Но никакая комиссия не успела сформироваться; ещё первое объявление о комиссариате не было прикреплено к стене, как уже привели трёх арестованных, и сам же Пешехонов должен был их разбирать. Двое оказались городовыми, уже снявшими форму, но опознанными. Арестовывать бывших городовых Пешехонов считал совершенно бесцельным — и решил освободить их, отобрав подписки, что они ни в коем случае не будут исполнять приказаний своего прежнего начальства и немедленно сдадут оружие, если такое у них ещё есть. Третий же арестованный обвинялся толпой, что он высказал осуждение революции. Ему приписывали какую-то фразу, сам он, бледный, отрицал, что говорил её. Пешехонов внутренне затрепетал и вознегодовал: отрицать революцию — право каждого, иначе какая ж это будет свобода? Этого-то — надо было немедленно освободить!

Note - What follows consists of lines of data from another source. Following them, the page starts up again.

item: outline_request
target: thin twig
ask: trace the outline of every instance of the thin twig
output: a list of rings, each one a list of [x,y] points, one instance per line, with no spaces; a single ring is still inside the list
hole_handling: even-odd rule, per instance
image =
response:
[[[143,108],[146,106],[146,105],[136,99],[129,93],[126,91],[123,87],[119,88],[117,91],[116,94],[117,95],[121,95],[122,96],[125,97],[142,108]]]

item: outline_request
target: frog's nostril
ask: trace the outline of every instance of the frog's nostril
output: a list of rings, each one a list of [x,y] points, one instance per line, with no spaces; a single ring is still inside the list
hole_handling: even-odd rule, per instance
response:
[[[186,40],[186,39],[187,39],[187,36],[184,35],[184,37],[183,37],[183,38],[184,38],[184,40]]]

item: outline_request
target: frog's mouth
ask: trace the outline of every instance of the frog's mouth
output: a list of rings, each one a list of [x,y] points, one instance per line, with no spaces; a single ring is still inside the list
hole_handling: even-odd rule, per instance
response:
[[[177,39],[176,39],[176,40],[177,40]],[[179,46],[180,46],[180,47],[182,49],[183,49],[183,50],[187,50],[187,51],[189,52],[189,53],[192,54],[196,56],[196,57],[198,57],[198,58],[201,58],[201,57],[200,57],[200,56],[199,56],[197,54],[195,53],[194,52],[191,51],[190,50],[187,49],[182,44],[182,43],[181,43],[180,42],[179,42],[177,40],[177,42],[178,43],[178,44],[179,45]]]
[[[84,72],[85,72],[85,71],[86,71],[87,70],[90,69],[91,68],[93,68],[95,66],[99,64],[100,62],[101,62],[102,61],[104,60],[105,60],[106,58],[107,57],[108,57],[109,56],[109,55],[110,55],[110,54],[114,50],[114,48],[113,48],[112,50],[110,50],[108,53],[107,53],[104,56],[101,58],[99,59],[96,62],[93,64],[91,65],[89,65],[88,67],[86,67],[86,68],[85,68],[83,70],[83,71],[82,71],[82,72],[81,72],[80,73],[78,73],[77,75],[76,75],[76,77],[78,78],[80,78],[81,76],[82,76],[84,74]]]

Но не так это было просто! Тут толпа сгрудилась и ждала от комиссара строгого приговора. Оправдательные решения произведут на неё самое неблагоприятное впечатление. Итак, чтоб освободить, да всех трёх подряд, должен был Пешехонов взять с обвиняемыми преднамеренно резкий тон, и самыми резкими квалификациями ругать старые власти, и высказать самые жестокие угрозы тем, кто ещё осмелится противиться революции! — и только так поддержать перед толпой свой авторитет как революционного деятеля, иначе и самого б его заподозрили в контрреволюции.
Комиссар Пешехонов объявил власть — и никто как буя-то её не оспаривал. Но быстро, в час и в два, понял он, ещё отчётливей, чем в Таврическом: никто не был власть в Петрограде сейчас — ни комиссар, ни Совет депутатов, ни тем более думский Комитет, — а вся полнота власти была у толпы. Власть её была — самоуправство, и сама толпа и все понимали так, что это и есть настоящая народная власть.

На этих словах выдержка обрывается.